The FCA discussed at its December board meeting a recommendation by the Financial Policy Committee for further mortgage stress testing on top of new Mortgage Market Review requirements.
The MMR comes into force in April and requires firms to test affordability against five-year interest rate projections.
The FCA’s December board minutes, published last week, reveal the Bank of England’s FPC has recommended to the regulator that it require mortgage lenders to have regard to any of its future stress test recommendations over and above the MMR requirements.
The minutes say: “This would be discussed at the next board meeting in detail.”
Minutes of the FPC’s November meeting show it believes the MMR interest rate affordability test “might not always be sufficiently prudent.”
The minutes say: “The committee agreed it would be appropriate to take action now to introduce a policy tool that could be adjusted, if needed, to guide changes in the stress-test interest rate used in MMR affordability assessments.”
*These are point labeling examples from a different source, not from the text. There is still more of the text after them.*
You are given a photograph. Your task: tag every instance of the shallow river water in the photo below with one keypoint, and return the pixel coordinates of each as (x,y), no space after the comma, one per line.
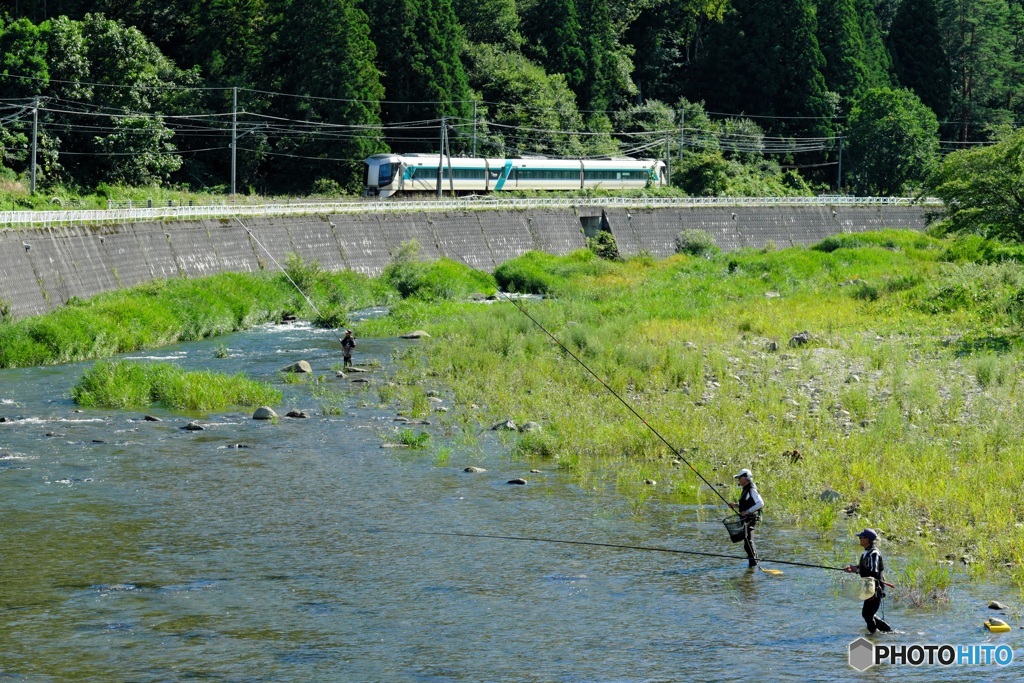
(137,551)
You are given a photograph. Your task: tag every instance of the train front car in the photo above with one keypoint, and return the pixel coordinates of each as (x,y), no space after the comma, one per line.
(383,175)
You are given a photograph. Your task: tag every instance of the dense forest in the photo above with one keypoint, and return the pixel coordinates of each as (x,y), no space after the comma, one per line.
(742,96)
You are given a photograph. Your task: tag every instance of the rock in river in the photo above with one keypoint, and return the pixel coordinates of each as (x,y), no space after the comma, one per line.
(300,367)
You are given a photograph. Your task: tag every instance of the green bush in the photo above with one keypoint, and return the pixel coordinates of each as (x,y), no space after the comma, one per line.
(603,244)
(695,243)
(441,280)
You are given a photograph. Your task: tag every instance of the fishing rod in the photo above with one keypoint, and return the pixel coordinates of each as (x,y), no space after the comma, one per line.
(308,300)
(655,549)
(614,393)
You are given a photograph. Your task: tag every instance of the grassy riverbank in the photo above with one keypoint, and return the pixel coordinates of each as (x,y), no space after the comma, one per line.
(125,385)
(906,400)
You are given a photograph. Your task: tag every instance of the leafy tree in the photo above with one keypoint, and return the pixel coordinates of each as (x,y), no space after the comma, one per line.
(983,188)
(139,152)
(919,58)
(495,22)
(23,58)
(893,141)
(529,104)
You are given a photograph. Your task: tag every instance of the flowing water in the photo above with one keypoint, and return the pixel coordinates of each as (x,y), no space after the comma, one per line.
(138,551)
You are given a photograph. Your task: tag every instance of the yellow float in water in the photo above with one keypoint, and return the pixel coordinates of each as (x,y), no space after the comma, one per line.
(996,626)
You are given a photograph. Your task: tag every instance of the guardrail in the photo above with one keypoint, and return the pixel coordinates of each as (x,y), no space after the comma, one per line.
(139,215)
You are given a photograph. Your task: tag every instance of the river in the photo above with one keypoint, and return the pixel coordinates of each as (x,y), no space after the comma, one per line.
(138,551)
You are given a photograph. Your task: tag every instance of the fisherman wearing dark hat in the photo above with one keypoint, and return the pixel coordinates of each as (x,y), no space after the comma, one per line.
(871,565)
(749,507)
(347,344)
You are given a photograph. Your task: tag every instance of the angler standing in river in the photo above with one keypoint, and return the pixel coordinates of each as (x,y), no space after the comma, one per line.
(749,507)
(871,565)
(347,344)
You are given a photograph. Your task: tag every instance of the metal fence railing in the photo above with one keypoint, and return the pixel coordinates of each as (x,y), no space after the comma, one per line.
(165,213)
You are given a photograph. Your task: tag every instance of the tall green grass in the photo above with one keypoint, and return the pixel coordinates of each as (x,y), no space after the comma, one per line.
(132,385)
(906,401)
(165,311)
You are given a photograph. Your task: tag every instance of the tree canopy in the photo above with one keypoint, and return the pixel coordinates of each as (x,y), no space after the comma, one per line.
(311,87)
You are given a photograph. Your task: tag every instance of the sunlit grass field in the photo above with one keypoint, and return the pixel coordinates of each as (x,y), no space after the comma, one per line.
(905,400)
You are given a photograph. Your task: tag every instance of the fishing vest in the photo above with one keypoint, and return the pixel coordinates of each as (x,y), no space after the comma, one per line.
(748,501)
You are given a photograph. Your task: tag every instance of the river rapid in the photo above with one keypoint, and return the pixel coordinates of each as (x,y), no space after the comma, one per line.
(138,551)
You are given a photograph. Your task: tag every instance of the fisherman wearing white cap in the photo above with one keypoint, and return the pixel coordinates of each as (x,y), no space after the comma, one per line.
(749,508)
(871,565)
(347,344)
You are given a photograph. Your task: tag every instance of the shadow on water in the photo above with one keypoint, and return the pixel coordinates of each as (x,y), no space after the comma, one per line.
(160,554)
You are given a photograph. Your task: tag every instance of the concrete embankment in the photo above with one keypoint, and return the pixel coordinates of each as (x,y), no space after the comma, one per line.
(43,268)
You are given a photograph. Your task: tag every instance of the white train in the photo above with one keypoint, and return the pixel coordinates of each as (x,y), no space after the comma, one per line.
(408,174)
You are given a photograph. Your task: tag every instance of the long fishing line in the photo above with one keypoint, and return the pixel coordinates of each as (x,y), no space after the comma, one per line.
(308,300)
(655,549)
(604,384)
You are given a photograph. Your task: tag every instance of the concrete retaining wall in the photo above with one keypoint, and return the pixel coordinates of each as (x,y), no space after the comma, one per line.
(41,269)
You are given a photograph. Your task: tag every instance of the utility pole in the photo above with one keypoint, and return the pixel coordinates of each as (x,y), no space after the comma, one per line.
(35,143)
(448,152)
(440,160)
(235,136)
(839,179)
(668,161)
(682,132)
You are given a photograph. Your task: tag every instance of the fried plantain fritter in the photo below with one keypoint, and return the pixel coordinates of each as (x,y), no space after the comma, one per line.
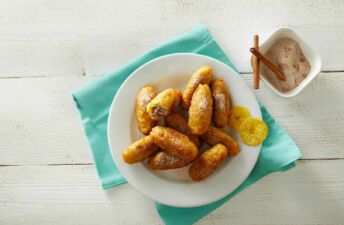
(174,142)
(163,103)
(201,109)
(179,123)
(144,121)
(221,101)
(201,76)
(207,162)
(165,161)
(214,136)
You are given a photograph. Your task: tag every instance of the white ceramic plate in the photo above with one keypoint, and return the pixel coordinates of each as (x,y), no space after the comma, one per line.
(174,187)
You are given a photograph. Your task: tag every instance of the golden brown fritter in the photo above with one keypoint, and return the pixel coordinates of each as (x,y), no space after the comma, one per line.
(139,150)
(179,123)
(144,121)
(201,76)
(174,142)
(201,109)
(163,103)
(221,101)
(165,161)
(207,162)
(214,136)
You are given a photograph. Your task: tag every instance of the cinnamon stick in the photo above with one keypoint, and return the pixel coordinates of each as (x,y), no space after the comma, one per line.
(277,71)
(255,63)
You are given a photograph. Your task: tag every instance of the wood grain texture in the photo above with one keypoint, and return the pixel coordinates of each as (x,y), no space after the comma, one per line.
(40,124)
(44,195)
(50,48)
(45,38)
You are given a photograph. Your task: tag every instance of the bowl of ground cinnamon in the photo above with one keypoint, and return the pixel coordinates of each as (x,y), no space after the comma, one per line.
(298,62)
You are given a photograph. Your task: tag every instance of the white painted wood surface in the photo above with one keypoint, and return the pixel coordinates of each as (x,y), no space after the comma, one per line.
(50,48)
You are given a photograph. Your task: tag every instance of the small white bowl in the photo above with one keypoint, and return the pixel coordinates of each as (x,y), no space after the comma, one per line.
(312,57)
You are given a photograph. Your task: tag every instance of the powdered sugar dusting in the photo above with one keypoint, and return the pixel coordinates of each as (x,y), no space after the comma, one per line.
(220,100)
(168,158)
(203,104)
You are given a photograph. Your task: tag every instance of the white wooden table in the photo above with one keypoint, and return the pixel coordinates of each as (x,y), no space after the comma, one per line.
(50,48)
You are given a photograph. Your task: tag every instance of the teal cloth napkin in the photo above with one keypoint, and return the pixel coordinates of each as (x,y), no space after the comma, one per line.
(93,101)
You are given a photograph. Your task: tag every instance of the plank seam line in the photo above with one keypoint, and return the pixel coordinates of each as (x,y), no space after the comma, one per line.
(89,164)
(94,75)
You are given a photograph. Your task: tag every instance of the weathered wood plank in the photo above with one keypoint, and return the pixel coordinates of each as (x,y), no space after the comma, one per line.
(312,193)
(44,38)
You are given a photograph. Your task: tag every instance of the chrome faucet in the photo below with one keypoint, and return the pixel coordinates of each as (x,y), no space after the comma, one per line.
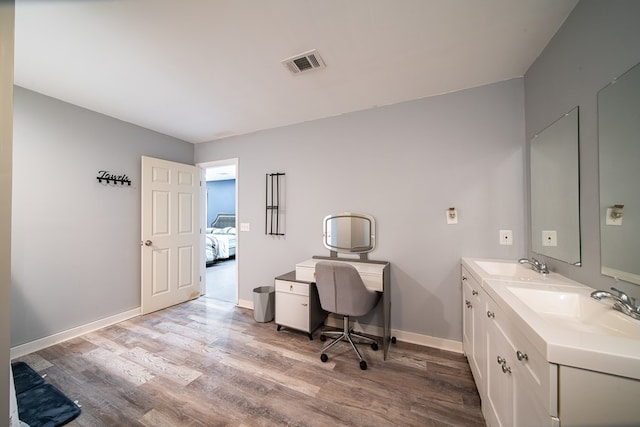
(623,303)
(538,266)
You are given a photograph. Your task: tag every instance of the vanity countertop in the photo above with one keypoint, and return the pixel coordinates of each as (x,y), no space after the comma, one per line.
(560,317)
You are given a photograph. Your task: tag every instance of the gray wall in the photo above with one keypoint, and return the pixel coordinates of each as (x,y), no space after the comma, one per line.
(598,42)
(404,164)
(76,243)
(7,12)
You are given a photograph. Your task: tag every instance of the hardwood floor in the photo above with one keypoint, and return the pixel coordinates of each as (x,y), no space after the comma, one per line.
(208,363)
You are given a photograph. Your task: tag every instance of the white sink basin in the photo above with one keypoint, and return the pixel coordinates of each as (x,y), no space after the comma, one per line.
(509,269)
(577,310)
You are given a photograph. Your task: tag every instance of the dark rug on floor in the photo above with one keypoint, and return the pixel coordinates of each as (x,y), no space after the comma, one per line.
(40,404)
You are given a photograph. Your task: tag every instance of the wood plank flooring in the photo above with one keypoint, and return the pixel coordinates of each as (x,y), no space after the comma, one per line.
(208,363)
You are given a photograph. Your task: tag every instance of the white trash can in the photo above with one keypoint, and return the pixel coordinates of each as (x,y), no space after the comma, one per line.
(264,302)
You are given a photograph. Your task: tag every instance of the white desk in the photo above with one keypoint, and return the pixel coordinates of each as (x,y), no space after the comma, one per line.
(376,277)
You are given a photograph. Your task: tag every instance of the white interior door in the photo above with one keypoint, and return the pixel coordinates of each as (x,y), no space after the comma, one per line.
(170,240)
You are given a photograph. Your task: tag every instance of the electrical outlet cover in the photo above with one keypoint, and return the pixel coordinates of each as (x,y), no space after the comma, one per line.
(506,237)
(453,220)
(549,238)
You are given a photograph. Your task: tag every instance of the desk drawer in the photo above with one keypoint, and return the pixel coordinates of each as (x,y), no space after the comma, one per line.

The FPC minutes also note that according to FCA chief executive Martin Wheatley, it would be possible to introduce a rule shortly after the implementation of the MMR that meant any FPC recommendation on stress testing would come into effect with firms “in a timely manner”. The rule would need to be subject to a consultation.
Separately, the regulator plans to issue a discussion paper early this year relating to fairness in mortgage contracts.
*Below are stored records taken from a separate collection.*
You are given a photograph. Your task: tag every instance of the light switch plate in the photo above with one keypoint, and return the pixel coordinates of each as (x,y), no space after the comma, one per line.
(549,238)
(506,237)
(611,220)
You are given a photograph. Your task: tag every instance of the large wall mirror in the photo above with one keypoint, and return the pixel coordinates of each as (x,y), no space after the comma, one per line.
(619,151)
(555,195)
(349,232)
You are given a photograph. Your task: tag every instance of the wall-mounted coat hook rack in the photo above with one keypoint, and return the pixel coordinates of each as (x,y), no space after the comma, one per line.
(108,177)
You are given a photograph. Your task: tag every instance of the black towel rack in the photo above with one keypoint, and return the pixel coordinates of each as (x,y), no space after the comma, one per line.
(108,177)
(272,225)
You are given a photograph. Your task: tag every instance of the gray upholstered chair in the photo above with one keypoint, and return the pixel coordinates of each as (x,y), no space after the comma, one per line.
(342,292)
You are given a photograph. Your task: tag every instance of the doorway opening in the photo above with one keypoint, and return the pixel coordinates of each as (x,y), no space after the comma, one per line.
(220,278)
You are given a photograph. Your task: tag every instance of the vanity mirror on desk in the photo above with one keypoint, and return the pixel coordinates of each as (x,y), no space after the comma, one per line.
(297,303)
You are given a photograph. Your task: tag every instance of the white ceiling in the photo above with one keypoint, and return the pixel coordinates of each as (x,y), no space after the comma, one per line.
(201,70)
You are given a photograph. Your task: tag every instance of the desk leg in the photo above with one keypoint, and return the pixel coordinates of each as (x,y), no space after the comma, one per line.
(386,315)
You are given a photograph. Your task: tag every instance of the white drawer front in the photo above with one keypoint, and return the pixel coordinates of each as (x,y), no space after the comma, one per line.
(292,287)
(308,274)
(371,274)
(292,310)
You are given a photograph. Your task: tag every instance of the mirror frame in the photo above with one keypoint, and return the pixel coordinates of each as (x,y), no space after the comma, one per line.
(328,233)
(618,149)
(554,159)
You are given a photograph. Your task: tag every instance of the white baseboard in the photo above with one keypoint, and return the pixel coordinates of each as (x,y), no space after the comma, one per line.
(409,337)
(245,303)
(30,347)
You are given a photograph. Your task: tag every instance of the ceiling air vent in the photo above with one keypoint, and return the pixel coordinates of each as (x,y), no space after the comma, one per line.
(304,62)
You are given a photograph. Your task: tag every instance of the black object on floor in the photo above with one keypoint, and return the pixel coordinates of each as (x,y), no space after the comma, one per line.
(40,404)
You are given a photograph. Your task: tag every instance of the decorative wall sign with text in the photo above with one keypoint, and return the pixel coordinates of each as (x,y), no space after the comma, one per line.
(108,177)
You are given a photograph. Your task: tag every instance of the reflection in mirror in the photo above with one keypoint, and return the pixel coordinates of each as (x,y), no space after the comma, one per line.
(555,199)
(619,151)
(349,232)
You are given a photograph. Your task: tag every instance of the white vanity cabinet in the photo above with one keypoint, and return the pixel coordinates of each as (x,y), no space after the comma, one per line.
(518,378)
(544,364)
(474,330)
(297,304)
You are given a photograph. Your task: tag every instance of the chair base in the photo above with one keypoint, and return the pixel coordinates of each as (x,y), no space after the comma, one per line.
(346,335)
From 26 April lenders will have to stress test borrowers’ affordability to take into account the impact of expected future interest rate increases with reference to market expectations over the next five years.
Under the MMR, lenders will have to stress borrowers against their existing SVR plus an additional percentage to take into account future base rate movements.
The FCA wants lenders to take into account market expectations of base rate movements in the first five years, with lenders’ SVR plus the forward sterling rate a suggested measure. Currently the forward sterling rate is over 3.5 per cent.
Lenders recently raised concerns that the measures could cause decline rates to rocket.